The Health Literacy Framework, which emerged around 1990, focuses on the skills people need to navigate an increasingly complex health system. Early health literacy efforts measured basic reading ability (e.g., understanding a prescription label). Over time, the concept expanded to include critical health literacy: the ability to analyze information, question authority, and advocate for oneself. This placed it close to the Empowerment framework, since both aim to give individuals and communities control over their health decisions.
Yet the Health Literacy Framework has also narrowed the field in a particular way: by concentrating on cognitive and navigational skills, it risks returning to a form of individual-level intervention, especially in its popular “health literacy training” programs. Its relationship with the Socio-Ecological Approach is thus ambivalent—health literacy is often treated as a personal asset, while the settings approach insists that the environment, not just the individual, must be the target of change.
Today, no single framework dominates health promotion. The leading frameworks—Ottawa Charter Health Promotion, Socio-Ecological and Settings-Based Approach, and Empowerment and Community Participation—agree on several core principles: health promotion must address structural determinants, involve communities, and work across multiple levels. There is broad consensus that the Biomedical/Risk Factor Reduction model, by itself, is insufficient.

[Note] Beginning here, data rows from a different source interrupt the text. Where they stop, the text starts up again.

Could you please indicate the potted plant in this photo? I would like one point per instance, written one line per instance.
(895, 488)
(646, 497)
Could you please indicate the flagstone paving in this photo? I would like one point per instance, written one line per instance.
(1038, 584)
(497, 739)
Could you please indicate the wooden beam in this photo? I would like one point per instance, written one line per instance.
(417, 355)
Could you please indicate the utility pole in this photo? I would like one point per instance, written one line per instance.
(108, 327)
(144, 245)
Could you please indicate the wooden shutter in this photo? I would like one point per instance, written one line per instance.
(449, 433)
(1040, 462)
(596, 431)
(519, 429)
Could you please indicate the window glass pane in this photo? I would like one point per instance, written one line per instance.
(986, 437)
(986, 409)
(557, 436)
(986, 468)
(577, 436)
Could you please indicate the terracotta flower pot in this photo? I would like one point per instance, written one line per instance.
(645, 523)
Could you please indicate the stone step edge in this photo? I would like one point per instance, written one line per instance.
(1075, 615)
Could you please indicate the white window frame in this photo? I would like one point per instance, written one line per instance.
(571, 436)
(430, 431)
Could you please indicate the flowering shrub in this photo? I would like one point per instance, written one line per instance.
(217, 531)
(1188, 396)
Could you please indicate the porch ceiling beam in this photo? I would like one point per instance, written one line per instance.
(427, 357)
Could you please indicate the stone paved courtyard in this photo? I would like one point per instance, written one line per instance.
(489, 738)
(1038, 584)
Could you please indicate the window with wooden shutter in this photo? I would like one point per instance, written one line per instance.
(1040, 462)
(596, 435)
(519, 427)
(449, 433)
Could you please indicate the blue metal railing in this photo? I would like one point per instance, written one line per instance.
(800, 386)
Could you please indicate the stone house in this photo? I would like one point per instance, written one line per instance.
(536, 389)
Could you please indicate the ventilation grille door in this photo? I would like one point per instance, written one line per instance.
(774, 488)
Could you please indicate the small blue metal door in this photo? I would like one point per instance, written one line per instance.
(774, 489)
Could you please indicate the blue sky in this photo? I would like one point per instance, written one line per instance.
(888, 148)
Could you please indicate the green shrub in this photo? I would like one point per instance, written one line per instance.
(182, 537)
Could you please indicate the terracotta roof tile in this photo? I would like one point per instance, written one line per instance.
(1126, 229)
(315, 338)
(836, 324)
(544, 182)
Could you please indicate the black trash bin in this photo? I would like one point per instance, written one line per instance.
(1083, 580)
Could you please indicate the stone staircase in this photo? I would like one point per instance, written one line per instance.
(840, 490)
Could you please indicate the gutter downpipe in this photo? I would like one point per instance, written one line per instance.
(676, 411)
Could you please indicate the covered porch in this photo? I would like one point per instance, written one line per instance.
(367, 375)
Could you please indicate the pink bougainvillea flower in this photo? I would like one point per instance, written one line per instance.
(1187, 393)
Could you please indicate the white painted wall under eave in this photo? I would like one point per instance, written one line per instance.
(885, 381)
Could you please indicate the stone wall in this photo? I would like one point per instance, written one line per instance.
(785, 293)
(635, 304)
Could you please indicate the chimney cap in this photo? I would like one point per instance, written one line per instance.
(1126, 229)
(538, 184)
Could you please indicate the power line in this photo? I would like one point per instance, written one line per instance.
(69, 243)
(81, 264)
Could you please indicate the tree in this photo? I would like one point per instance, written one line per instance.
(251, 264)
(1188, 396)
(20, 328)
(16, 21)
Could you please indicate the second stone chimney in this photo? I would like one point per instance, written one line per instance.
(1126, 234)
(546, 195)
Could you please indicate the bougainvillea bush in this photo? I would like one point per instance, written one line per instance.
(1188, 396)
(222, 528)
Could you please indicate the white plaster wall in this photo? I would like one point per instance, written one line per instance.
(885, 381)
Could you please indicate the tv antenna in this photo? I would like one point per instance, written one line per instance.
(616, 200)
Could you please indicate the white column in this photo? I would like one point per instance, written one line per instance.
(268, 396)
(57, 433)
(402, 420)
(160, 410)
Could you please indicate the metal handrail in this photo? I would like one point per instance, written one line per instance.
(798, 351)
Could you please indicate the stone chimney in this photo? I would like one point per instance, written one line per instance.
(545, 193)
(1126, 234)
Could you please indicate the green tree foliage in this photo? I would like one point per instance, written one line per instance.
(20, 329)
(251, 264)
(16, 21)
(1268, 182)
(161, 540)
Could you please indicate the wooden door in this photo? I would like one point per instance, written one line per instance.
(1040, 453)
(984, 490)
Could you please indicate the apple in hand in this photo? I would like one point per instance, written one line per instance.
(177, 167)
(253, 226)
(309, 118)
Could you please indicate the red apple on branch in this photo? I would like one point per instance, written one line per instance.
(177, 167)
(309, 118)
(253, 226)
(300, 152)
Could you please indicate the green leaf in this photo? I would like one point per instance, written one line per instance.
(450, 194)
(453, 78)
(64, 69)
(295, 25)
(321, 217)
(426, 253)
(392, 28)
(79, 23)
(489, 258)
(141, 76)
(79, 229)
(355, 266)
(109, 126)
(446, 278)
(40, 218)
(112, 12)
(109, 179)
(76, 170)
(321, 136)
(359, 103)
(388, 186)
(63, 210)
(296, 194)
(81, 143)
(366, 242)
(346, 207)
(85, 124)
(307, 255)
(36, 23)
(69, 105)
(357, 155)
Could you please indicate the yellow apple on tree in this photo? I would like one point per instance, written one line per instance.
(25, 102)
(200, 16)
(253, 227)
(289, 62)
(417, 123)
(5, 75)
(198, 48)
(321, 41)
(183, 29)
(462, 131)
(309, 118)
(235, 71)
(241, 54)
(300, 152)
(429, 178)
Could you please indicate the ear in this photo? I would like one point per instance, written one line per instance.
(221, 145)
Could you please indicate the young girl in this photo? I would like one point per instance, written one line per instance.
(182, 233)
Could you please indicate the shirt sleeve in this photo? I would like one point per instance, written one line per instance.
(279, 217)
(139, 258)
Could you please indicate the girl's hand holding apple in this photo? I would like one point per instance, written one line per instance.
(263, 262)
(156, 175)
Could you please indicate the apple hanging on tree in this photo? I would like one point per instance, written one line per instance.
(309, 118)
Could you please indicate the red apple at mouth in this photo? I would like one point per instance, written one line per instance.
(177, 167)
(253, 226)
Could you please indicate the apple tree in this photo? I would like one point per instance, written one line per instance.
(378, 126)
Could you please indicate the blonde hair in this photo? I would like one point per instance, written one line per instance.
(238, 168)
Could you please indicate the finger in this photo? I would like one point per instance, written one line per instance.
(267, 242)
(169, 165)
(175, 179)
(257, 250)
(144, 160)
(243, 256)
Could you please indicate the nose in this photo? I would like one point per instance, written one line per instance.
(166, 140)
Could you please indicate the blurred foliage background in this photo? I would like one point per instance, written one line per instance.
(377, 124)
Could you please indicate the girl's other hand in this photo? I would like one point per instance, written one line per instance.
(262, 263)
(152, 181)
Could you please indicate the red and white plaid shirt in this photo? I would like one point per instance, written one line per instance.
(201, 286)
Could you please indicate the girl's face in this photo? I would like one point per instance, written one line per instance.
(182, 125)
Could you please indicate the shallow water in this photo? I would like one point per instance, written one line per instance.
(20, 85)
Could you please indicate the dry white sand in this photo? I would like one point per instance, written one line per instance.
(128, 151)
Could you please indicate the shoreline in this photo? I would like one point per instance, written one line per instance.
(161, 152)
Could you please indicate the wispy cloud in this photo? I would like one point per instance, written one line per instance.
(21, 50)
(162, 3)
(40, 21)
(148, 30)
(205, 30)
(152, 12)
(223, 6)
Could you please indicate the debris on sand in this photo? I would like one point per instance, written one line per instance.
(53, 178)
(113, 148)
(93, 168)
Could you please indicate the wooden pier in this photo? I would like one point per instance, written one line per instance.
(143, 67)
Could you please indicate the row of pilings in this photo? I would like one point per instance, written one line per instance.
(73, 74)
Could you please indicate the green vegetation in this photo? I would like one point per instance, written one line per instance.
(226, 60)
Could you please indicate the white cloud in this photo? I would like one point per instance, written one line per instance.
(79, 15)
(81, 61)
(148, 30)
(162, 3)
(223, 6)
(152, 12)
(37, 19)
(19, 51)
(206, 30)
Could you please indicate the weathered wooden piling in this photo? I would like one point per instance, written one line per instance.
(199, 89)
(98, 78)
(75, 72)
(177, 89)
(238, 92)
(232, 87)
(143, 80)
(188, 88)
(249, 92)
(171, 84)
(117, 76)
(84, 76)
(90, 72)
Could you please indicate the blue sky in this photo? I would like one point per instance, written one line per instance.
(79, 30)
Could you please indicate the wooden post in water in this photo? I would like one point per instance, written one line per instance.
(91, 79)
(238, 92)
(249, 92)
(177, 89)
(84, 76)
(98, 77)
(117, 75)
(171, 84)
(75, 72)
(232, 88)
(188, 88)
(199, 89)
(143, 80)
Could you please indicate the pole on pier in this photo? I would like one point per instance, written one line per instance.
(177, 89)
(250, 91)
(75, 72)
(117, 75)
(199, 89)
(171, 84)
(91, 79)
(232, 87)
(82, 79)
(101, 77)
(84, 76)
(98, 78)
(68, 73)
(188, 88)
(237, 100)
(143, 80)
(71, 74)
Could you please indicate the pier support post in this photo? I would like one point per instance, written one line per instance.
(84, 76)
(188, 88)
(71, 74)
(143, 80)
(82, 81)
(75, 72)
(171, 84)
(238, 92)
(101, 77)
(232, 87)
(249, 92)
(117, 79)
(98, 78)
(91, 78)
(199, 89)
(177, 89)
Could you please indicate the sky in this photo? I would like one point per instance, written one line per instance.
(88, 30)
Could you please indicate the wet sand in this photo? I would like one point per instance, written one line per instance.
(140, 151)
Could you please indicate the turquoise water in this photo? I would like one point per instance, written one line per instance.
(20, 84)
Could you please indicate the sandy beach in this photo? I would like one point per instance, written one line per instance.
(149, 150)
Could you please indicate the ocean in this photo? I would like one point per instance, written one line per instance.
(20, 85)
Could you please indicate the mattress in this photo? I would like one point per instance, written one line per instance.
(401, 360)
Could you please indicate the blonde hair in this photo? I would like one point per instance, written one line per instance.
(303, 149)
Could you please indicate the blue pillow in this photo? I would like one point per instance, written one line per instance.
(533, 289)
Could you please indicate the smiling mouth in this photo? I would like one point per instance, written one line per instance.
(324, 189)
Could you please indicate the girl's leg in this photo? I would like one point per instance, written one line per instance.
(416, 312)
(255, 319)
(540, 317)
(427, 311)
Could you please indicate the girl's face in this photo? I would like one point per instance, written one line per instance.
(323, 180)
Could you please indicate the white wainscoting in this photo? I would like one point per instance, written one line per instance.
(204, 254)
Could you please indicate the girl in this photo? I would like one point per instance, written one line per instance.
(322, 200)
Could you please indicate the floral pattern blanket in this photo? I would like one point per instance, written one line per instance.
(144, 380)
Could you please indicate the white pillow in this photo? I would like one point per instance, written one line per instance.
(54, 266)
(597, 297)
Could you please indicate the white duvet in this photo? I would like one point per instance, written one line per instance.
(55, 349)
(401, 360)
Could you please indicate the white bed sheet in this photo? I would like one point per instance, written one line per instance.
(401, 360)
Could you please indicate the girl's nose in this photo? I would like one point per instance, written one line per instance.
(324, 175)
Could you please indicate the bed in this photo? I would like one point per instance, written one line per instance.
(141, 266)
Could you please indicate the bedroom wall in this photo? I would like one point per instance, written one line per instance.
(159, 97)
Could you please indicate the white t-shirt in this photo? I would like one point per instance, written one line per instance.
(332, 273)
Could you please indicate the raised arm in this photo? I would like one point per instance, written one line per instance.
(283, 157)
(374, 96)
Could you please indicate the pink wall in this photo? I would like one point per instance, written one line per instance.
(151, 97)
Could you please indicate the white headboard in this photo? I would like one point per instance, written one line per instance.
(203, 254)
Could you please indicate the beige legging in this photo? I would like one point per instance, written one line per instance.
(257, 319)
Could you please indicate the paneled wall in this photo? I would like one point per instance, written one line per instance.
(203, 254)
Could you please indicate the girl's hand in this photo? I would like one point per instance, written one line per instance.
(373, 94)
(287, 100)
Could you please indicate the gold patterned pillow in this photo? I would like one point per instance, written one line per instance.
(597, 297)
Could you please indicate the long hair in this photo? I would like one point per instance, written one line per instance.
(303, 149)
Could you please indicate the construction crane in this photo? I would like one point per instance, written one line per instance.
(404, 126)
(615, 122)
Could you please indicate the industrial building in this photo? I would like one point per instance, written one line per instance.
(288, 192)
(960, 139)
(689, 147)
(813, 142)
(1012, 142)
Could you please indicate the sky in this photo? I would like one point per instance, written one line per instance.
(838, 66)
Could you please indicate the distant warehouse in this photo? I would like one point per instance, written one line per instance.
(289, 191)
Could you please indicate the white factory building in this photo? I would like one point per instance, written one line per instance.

But deep disagreements remain. The most persistent is about resources. The Biomedical framework commands the most funding and institutional support (healthcare systems, insurance programs), so its individual-level interventions (screening, counseling) continue to dominate practice. The Socio-Ecological Approach calls for cross-sectoral action—housing, education, transport—but these lie outside health budgets, so settings-based projects often struggle to scale. Empowerment practitioners argue that even well-designed settings programs can descend into token participation unless they cede genuine power to communities. Meanwhile, the Health Literacy Framework has become a pragmatic compromise: it fits within clinical settings and policy documents, but its critics claim it overemphasizes skill deficits and underemphasizes the structural barriers that make “good choices” hard.
The Salutogenic Framework has found a niche in quality-of-life research and positive psychology, complementing but not replacing the others. The Ottawa Charter remains the official consensus document, but its very comprehensiveness allows each stakeholder to pick the parts that suit them.
Thus the tension that opened the field—individual vs. structural change—is not resolved. It is sustained as a productive disagreement, with each framework clarifying what is at stake. The challenge for students and practitioners today is not to pick one true framework, but to understand what each lets us see, what it hides, and how they might be combined without contradiction.